Wednesday, February 18, 2009

Wuthering Heights

Wuthering Heights, a novel by Emily Bronte, published in 1847.
I first read this book in secondary school, when I was about 14, and could vividly imagine the dashing, brooding, vengeful Heathcliff. The novel is intensely romantic, yet harsh and cruel.

Excerpt from Chapter 7
Catherine loved it too; but she said it sounded sweetest at the top of the steps, and she went up in the dark; I followed. They shut the house door below, never noting our absence, it was so full of people. She made no stay at the stairs' head, but mounted farther, to the garret where Heathcliff was confined, and called him. He stubbornly declined answering for a while; she persevered, and finally persuaded him to hold communion with her through the boards.
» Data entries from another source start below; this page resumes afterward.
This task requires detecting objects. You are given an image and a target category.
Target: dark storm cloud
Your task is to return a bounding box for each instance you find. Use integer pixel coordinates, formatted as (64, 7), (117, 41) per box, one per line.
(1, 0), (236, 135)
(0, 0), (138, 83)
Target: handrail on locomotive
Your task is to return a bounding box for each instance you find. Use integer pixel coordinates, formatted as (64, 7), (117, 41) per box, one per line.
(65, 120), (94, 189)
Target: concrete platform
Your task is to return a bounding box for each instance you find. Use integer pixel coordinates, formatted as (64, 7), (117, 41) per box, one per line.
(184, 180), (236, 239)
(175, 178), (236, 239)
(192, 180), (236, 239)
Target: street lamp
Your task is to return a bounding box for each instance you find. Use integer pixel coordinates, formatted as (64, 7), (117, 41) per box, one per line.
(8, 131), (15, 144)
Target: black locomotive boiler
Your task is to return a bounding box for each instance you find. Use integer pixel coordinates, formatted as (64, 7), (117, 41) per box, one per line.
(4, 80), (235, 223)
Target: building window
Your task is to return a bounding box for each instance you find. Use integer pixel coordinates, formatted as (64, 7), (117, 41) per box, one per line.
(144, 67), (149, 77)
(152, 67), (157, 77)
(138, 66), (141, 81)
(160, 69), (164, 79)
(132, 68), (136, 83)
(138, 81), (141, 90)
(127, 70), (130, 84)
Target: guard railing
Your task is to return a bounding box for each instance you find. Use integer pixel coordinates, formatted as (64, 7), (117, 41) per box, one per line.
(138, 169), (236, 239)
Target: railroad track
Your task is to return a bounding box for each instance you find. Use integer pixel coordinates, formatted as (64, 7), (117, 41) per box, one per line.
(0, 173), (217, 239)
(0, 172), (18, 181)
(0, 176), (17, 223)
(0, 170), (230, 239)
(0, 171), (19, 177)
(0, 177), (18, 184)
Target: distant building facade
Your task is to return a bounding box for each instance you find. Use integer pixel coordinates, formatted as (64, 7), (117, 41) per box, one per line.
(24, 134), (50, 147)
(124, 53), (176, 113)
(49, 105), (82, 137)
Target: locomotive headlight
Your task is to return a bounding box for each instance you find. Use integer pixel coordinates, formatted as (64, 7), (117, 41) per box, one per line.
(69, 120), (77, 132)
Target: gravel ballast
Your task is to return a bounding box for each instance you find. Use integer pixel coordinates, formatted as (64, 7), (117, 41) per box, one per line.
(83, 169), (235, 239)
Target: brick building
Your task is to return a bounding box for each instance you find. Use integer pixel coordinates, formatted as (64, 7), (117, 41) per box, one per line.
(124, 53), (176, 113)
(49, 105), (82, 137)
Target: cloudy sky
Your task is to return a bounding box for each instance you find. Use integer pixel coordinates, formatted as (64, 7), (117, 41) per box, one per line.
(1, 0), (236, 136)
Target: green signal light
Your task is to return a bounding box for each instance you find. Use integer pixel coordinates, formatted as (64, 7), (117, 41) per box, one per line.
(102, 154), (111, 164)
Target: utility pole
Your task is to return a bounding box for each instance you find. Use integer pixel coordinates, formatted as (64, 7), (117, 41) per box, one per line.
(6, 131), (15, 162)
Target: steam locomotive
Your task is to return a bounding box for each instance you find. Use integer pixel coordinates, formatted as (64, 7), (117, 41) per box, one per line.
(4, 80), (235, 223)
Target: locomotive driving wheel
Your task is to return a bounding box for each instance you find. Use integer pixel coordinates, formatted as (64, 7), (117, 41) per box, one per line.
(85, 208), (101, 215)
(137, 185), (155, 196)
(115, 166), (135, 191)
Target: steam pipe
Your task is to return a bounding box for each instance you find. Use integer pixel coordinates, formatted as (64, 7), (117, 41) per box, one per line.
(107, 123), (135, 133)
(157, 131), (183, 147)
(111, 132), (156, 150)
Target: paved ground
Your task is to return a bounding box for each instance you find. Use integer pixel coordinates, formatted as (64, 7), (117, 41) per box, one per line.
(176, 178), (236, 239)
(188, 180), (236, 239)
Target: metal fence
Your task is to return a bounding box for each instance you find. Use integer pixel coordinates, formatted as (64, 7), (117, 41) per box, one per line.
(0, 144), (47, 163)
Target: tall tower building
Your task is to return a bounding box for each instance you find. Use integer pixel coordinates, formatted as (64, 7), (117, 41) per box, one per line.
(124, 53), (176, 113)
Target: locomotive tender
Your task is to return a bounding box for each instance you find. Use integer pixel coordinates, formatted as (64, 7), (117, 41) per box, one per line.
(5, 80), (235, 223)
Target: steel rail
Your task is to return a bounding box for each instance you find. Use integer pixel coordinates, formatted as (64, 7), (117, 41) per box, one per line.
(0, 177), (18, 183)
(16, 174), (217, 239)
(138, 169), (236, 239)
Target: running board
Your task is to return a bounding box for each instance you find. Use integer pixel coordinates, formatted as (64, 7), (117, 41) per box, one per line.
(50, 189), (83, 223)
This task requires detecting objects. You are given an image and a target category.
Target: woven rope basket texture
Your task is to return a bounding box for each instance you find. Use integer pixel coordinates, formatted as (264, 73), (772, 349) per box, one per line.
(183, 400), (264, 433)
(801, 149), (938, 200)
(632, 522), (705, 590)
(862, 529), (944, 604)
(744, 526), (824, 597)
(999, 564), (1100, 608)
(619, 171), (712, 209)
I let the poor things converse unmolested, till I supposed the songs were going to cease, and the singers to get some refreshment; then, I clambered up the ladder to warn her. Instead of finding her outside, I heard her voice within. The little monkey had crept by the skylight of one garret, along the roof, into the skylight of the other, and it was with the utmost difficulty I could coax her out again. When she did come, Heathcliff came with her, and she insisted that I should take him into the kitchen, as my fellow-servant had gone to a neighbour's to be removed from the sound of our "devil's psalmody," as it pleased him to call it. I told them I intended by no means to encourage their tricks; but as the prisoner had never broken his fast since yesterday's dinner, I would wink at his cheating Mr. Hindley that once. He went down; I set him a stool by the fire, and offered him a quantity of good things; but he was sick and could eat little, and my atttempts to entertain him were thrown away. He leant his two elbows on his knees, and his chin on his hands, and remained wrapt in dumb meditation. On my enquiring the subject of his thoughts, he answered gravely:

"I'm trying to settle how I shall pay Hindley back. I don't care how long I wait, if I can only do it at last. I hope he will not die before I do!"

"For shame, Heathcliff!" said I. "It is for God to punish wicked people; we should learn to forgive."

"No, God won't have the satisfaction that I shall," he returned. "I only wish I knew the best way! Let me alone, and I'll plan it out: while I'm thinking of that I don't feel pain."